Он примял ровно зачесанную назад седину и пробормотал:
— А ты, может, слыхал, есть какая-то крысиная болезнь?
— Бабушка рассказывала.
— Ну?
— Что? Ну рассказывала, если крысу убьешь, то самому, значит, умереть. Засохнешь. Но это так… Не думайте. Человек помирает не от болезни.
— А от чего?
— От того, что помирает.
Иван Трофимович покачал шляпой и тяжело пошел. Ишь ты, какая его машина ждет, и шофер дверку держит. Оглянулся:
— А лечиться чем? Бабушка не говорила?
— Травами. Смородина, чистотел. Песий язык — особенно. Или влюбиться.
— Влюбиться?
— Ага. Но серьезно. До конца. До конца-то можете?
Иван Трофимович покраснел:
— Иногда. — Потом еще крикнул из машины: — А спиртным?
— Не.

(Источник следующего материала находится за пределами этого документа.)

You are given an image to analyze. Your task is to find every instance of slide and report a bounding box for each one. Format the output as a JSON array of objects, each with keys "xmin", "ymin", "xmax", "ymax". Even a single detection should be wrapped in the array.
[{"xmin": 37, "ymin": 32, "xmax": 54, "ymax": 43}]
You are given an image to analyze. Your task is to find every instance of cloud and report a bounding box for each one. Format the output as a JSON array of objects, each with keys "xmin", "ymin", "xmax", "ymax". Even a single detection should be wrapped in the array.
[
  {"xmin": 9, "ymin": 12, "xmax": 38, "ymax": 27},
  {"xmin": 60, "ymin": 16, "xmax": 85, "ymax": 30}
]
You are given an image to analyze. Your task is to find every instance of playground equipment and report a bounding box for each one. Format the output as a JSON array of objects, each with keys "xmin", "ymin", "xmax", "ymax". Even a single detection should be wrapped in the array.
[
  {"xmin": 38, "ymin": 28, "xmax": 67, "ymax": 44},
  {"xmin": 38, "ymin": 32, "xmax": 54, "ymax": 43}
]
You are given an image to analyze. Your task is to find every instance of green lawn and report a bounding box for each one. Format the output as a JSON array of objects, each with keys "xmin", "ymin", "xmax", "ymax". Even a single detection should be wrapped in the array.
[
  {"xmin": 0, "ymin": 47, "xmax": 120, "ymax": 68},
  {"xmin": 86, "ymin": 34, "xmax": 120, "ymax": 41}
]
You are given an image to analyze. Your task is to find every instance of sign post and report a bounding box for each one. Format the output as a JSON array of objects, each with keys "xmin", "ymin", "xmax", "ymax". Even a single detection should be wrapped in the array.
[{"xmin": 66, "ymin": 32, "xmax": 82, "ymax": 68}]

Они наоборот. Тянутся к этому делу.
Старый лежал щекой на пачке зеленых денег и кричал в телефон:
— Не! Не выпил! Лариса, мы уезжаем!
Старый пощупал сахарные занавески, щелкнул светом — горит. Подпрыгнул на мягкой полке и горько признался:
— Никогда не ездил в спальном вагоне. Напиши мне на могиле: «Он не ездил в спальном вагоне». — Потащил из сумки кулек, запахший колбасой.
Я тоже растрогался и попросил:
— А когда меня похоронишь — выбей, пожалуйста, на мраморе: «Умер, так и не напившись вволю вишневого компота».
Старый смутился и достал компот — женатый мужик! Поезд поплыл. Я выглядывал в коридор. У одного туалета пасся грустный Иван Трофимович. У противоположного — лысоватая долговязая личность, синие щеки. Прочие жрали да шуршали простынями.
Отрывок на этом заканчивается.